The Eph receptors, the largest family of tyrosine kinase receptors, have been identified as playing important roles in a multitude of physiological and pathological activities, including bone remodeling, tissue repair, and fibrosis [86, 87]. These membrane-bound molecules mediate contact-dependent and bidirectional signaling through both the Eph receptors (termed forward signaling) and ephrin ligands (referred to as reverse signaling) [88]. In our study, the pronounced changes in the expression of Ephrin-Eph interactions indicated that they may play distinct roles in modulating the process of periodontitis (Figure 7, Figure S13, and Table S9). Evidence suggests that ephrin ligands and Eph receptors are crucial signaling molecules, contributing to fibroblast activation, extracellular matrix deposition, and tissue fibrosis formation [89-92]. Pre-OBs have been described as one source of fibroblasts [93, 94]. This shows diversity in origin beyond the local fibroblasts in organ fibrosis [95, 96]. In our findings, the existence of pre-OBs but with failed osteogenesis in PDT may be associated with the altered cell fate toward fibroblasts (Figure 2, Figure 7, and Figure S12). Actually, tissue fibrosis and abnormal tissue remodeling have been described in periodontitis and lead to an imbalance in periodontal homeostasis [97-99]. We assume that the abundance of Ephrin-Eph interactions in periodontal tissues from patients with severe chronic periodontitis after treatment has a significant influence on osteogenesis. This effect could be through both direct effects on osteoblast precursors and indirect effects via consuming the osteogenic lineage by enhancing fibrosis. Therefore, since the Eph receptors are potential therapeutic targets for multiple clinical conditions [90, 100-103], we speculate that the inhibition of Ephrin-Eph signaling may facilitate clinical bone defect healing after initial periodontal therapy.
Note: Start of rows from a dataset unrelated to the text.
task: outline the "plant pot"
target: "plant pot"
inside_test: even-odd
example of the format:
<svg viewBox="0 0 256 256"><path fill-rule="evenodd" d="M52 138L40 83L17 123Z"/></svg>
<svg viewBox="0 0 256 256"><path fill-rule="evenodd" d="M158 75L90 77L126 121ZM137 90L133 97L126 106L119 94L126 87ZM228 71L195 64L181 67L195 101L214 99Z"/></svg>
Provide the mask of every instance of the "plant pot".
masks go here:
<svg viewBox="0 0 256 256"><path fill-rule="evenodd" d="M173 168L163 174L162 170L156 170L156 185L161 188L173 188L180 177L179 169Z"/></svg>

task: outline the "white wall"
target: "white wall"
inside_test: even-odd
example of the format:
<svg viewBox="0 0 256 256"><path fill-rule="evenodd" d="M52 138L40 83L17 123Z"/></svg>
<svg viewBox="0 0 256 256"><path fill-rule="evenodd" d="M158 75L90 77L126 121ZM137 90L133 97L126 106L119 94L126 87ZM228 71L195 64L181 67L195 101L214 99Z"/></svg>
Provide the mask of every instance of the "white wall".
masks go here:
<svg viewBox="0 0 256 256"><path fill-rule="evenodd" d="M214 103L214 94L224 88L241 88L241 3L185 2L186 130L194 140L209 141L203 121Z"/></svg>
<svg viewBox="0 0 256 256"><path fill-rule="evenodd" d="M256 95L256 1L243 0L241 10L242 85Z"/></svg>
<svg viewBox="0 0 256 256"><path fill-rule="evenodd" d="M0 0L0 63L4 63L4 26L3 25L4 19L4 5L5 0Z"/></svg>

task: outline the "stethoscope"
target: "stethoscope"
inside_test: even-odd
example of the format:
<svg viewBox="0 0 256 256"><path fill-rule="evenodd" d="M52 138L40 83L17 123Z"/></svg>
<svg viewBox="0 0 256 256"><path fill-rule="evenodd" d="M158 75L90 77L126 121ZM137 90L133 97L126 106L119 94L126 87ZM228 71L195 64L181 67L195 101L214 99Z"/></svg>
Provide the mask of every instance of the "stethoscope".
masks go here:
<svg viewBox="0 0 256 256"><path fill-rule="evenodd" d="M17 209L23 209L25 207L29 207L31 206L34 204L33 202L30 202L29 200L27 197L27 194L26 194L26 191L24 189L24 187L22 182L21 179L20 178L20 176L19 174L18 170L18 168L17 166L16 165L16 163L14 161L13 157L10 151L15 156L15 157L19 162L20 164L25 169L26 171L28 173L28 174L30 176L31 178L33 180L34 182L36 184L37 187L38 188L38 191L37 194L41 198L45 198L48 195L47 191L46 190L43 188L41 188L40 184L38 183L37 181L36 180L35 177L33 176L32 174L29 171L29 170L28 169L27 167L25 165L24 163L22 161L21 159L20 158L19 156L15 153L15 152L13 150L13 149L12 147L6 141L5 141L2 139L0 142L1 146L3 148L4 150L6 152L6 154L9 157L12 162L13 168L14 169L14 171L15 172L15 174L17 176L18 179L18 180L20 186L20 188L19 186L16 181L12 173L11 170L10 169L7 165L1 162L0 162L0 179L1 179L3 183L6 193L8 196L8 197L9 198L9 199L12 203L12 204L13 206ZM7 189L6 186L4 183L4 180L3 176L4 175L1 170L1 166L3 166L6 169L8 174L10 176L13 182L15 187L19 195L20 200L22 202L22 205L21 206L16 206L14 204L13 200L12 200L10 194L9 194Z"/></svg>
Our data suggest enrichment of ECs in the inflammatory state of the PD group and the maintenance of ECs after treatment in periodontal tissues (Figure 5 and Table S3). These changes are consistent with the EC reactions in rheumatoid arthritis, suggesting ECs as active participants and regulators of the inflammatory process [61, 104, 105]. We previously demonstrated the functions of lymphatic ECs in the pathogenesis of periodontal inflammation [106]. The current study reveals the function of venous ECs in the recruitment of T cells via the production of proinflammatory cytokines and chemokines (Figure 5 and Figure S6). New research has revealed that ECs have many innate immune functions, including cytokine secretion, phagocytic function, antigen presentation, pathogen-associated molecular pattern- and danger-associated molecular pattern sensing, proinflammatory, immune-enhancing, anti-inflammatory, immunosuppression, migration, heterogeneity, and plasticity, suggesting ECs are novel immune cells [107-110]. Along these lines, our data suggest ECs produce multiple proinflammatory cytokines/chemokines and possess the most interactions with other cell types (Figure 5, Figure 7, and Table S9). In addition, the interactions related to OB differentiation were most enriched between ECs and pre-OBs (Figure 7 and Table S9). Thus, we agree with the concept that ECs are dynamic cells that respond to extracellular environmental changes and play a meaningful role in immune system function. In the future, we may pay attention to the function of ECs in the inflammatory state in our research.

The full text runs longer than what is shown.